Monday, 24 December 2012

More on the Pot of Nard

Mark 14: 3-10


While he was in Bethany, reclining at the table in the home of Simon the Leper, a woman came with an alabaster jar of very expensive perfume, made of pure nard. She broke the jar and poured the perfume on his head.
Some of those present were saying indignantly to one another, “Why this waste of perfume? It could have been sold for more than a year’s wages and the money given to the poor.” And they rebuked her harshly.

“Leave her alone,” said Jesus. “Why are you bothering her? She has done a beautiful thing to me. The poor you will always have with you, and you can help them any time you want. But you will not always have me. She did what she could.

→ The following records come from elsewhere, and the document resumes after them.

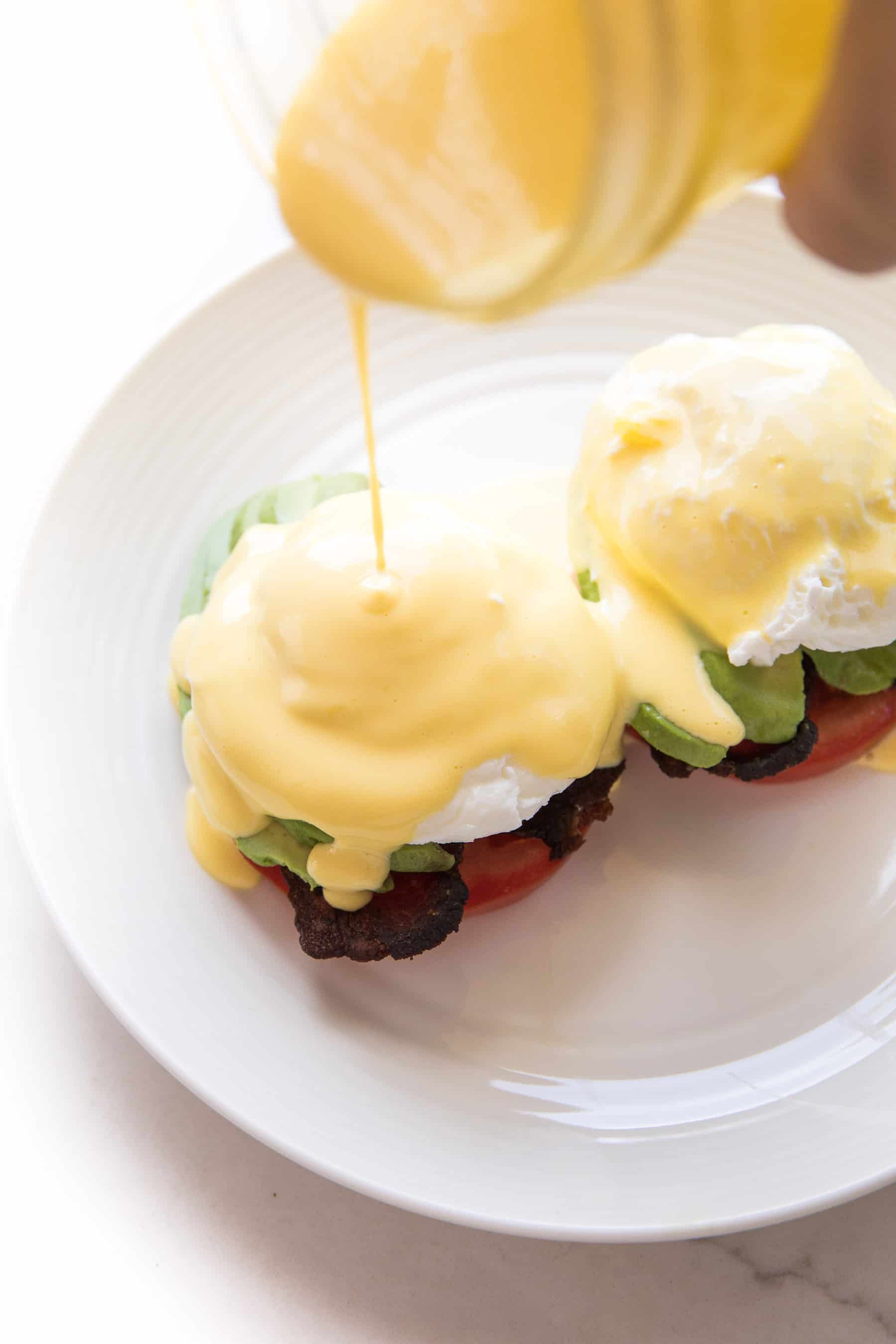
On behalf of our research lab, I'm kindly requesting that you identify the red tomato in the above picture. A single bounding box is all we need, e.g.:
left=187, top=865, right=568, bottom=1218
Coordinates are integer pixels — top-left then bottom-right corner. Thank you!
left=759, top=677, right=896, bottom=784
left=248, top=859, right=289, bottom=895
left=461, top=835, right=565, bottom=915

She poured perfume on my body beforehand to prepare for my burial. Truly I tell you, wherever the gospel is preached throughout the world, what she has done will also be told, in memory of her.”
10 Then Judas Iscariot, one of the Twelve, went to the chief priests to betray Jesus to them.11 They were delighted to hear this and promised to give him money. 
Jesus in revolutionary mood
This story has intrigued me since I first read it years ago.  A couple of things: firstly, her action with the nard was outrageously extravagant to the point of being offensive.  A tiny amount would have produced a very nice effect at more than half the cost.  Secondly, Jesus seems to become suddenly blase about the poor.  His words are suggestive of an ideological stance that willy-nilly accepts the socio-political and economic constructs that support mass poverty.  Thirdly, why should this story, above all stories, be one that is remembered in connection with the spread of the gospel?  That is, there is very little to be found in the story of forgiveness, or of helping one's neighbour, or speaking in tongues, etc.  Fourthly, the comments of those present (whom John informs us were led by Judas Iscariot) actually make good common sense.  Jesus didn't need a years wages worth of perfume poured on his head, and the money raised could have helped a lot of people.   

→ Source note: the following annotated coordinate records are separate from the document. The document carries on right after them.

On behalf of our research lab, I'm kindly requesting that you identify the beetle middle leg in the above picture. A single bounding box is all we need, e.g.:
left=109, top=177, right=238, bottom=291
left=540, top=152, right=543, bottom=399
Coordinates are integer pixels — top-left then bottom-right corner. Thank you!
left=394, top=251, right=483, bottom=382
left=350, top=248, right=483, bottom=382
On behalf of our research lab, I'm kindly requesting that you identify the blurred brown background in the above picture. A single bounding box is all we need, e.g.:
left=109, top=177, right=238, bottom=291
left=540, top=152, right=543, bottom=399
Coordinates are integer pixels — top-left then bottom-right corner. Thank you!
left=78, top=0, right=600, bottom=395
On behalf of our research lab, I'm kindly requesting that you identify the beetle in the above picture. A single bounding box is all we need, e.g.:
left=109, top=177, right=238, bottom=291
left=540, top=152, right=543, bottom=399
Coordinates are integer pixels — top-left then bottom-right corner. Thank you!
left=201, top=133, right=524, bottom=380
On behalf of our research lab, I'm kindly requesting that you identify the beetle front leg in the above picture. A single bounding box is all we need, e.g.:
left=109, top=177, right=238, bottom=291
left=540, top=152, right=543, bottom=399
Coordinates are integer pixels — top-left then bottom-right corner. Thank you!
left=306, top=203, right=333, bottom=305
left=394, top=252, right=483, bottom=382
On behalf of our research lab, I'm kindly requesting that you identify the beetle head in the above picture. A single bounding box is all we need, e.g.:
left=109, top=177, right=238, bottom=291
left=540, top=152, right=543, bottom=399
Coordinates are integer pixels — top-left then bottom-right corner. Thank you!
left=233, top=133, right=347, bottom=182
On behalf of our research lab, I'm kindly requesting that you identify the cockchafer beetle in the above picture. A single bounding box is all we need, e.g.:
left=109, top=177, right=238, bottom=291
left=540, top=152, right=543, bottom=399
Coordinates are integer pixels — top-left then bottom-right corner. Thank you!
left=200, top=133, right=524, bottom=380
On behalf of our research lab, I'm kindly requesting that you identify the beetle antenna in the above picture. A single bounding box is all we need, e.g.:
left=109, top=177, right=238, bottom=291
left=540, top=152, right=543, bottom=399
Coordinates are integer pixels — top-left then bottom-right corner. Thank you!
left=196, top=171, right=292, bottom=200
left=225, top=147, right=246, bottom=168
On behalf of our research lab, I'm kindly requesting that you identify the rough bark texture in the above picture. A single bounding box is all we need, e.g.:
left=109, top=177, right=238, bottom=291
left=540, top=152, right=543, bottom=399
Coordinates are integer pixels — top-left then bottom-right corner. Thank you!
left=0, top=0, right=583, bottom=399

I think that the reason why this story is so closely associated by Jesus with the spread of the gospel is that it exposes us very strikingly to the way in which the gospel is offensive to both common sense and conventional morality.  Mary's act of generosity flies in the face of even the most generous human action through being so excessively wasteful; it's the gift that gives over and above any conception of need.  As perfume it is wholly a non-essential luxury product, and as a consumer product it is worth a fortune.  Lavishing such a non-essential, expensive good even on Jesus exposes the cramped meanness at the heart of much that passes for generosity in human terms.  I'm not just referring to a few quid in the collection plate, or tithing, or whatever.  Mary's act must have come from the Holy Spirit himself, poured out in her heart.  It was a supernatural, superabundant act of which she would have been incapable, no matter how much she loved Jesus from her natural self.  That is precisely why it is a GOSPEL act; it does not represent how much she loved him, or how generous she was, etc; but rather it represents Mary being caught up in the love of the Father for the Son through the Holy Spirit.  The gospel is the invitation to become a participant in this extravagant movement of love.  A little sprinkling of oil would never do.  Not least, more evidence that Mary was acting under the Holy Spirit's guidance is that her action was likewise prophetic of Christ's impending death and burial.  That her action should be prophetic of the cross, Christocentric, and offensive to good manners/sense to boot means that what she did was done from within the very heartbeat of the gospel.

Incidentally, while the last verse makes Judas specifically look bad, it also casts judgement on the kind of human-inspired generosity that purely human love and understanding veer towards.